The idea has powerful support in Washington. Senate Majority Leader Harry Reid (D-Nev.) sees an expanded power line system as key not only to tackling global warming but also to creating jobs in Nevada and the rest of the West. Now, as the Senate begins deliberation on its climate bill, advocates are pushing for a national transmission effort to be part of the legislation.

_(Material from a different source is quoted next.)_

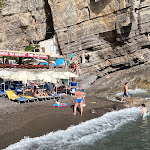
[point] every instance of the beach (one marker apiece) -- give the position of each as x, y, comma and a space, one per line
35, 119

But is subsidized transmission really a good idea? Naysayers such as Ralph Izzo, CEO of Newark (N.J.) utility PSEG (PEG), argue that such a system would undermine the development of renewable power. His company is putting solar panels on rooftops and planning to build hundreds of wind turbines in the waters off the New Jersey coast. Those projects would no longer be economically feasible if cheaper wind power from the Dakotas came flooding into the Northeast on the new power lines. Creating a transmission system that's largely free to users, on the model of Interstate highways, "unfairly biases [people] against the construction of renewables in parts of the country closest to the load," Izzo complains.
Worse, from the perspective of both Eastern utility executives like Izzo and many environmentalists, is the fact that many of the power lines we build to transport wind energy are destined to travel through coal regions. An electrical wire doesn't care if electrons are "green" or "brown." And since utilities have every incentive to fill up wires to their capacity, any available cheap coal electricity would hop aboard for the trip to the Northeast. That would hurt local utilities—and increase carbon emissions. "There's a very high risk that new transmission development, however well-intentioned, will simply facilitate more of the same old conventional stuff," cautions Environmental Defense Fund (EDF) analyst Mark Brownstein.
At one level, this debate pits wind developers in the West, who need the transmission lines, against companies like Deepwater Wind in Hoboken. N.J., which is eyeing offshore wind resources on the East Coast. "I don't want federal tax dollars paying to export jobs to the West," says Deepwater Managing Director Jim Lanard. From a more elevated vantage, there's a split over the fundamental vision for America's electricity industry. Is it better to emphasize huge wind farms and solar power plants in remote regions where the winds are strongest and the sun the brightest? Or should investment first be directed toward boosting energy efficiency, thus cutting the need for power, and toward smaller-scale electricity generation by means of rooftop solar panels, offshore wind turbines, and other close-to-home efforts? For all the different players, "the stakes are enormous," says PSEG's Izzo.